Tu rejoues la ligne de piano de Christine avec un son de clavecin, ajoutes une ligne de basse, quelques riffs de guitare qui feront hésiter la rythmique entre valse et reggae, tu programmes quelques boucles de batterie, ajoutes au synthé une mélodie de choeurs masculins donnant une atmosphère grégorienne… Les harmonies vocales de Christine s’intégreront bien à l’ensemble, avec quelques passages de guitare enregistrés à l’envers pour le côté psychédélique (sur bande magnétique, il suffisait de retourner celle-ci ; sur ordinateur, tu fais un mix de l’arrangement de base, tu lui appliques l’effet “reverse”, tu joues par-dessus, puis tu fais un “reverse” de ce que tu as joué et tu le réintègres dans l’arrangement normal, ce qui donne ce drôle de son aspiré très prisé dans les années 60-70, notamment sur certains morceaux de l’album Revolver des Beatles ou d’Electric Ladyland de Jimi Hendrix). Tu sépares les deux couplets par un pont de ton cru à la guitare folk que Chris enrichira de quelques bruitages et tu ajoutes une touche orientalisante avec quelques arpèges de violon joués au synthé.

Au final, Chris aura peu contribué au morceau, la structure peu conventionnelle le laissant à court d’idées, mais lui et Christine semblent contents du résultat et tu ne doutes pas que Chris aura l’occasion de prendre en main d’autres morceaux de l’album…
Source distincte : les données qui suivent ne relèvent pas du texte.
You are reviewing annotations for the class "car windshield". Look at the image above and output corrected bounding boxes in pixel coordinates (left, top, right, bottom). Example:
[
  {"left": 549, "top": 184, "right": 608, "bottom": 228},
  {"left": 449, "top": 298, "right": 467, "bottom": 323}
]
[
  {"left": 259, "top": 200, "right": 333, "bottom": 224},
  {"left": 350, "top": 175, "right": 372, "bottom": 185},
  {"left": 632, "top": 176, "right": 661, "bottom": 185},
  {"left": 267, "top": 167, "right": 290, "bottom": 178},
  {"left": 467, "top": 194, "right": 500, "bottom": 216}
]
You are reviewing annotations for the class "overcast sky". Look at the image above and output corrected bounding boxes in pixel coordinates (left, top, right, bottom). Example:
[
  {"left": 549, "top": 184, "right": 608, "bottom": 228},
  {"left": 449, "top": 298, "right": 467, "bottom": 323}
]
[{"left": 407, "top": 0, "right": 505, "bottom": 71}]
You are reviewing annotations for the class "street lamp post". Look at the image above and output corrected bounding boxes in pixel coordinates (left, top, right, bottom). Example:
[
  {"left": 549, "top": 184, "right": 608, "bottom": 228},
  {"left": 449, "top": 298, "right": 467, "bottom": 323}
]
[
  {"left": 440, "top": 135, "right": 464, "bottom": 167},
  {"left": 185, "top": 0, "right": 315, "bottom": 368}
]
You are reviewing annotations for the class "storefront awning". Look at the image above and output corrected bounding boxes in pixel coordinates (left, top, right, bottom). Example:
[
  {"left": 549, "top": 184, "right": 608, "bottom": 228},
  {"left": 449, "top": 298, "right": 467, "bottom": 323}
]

Celui-ci ne verra pourtant jamais le jour. Christine sera tellement satisfaite du morceau qu’elle décidera de le sortir sur l’album Coup de coeur de Maya de Luna & Cie et de le publier sur la plateforme Jamendo que Chris et toi aviez pourtant décidé de boycotter lorsque vous vous étiez rendus compte que cette start-up ne diffusait de la musique libre que dans le but de vendre de la musique au mètre à des enseignes commerciales, pratiquant ainsi un dumping social sans scrupule vis à vis des musiciens professionnels de l’illustration sonore. Après quelques explications de texte, Christine acceptera de retirer “En-dessous de la mandragore” de Jamendo, mais c’en sera fait de votre collaboration, et le trio initialement prévu se réduira à un duo que tu formeras avec Chris : DIY-AD(d).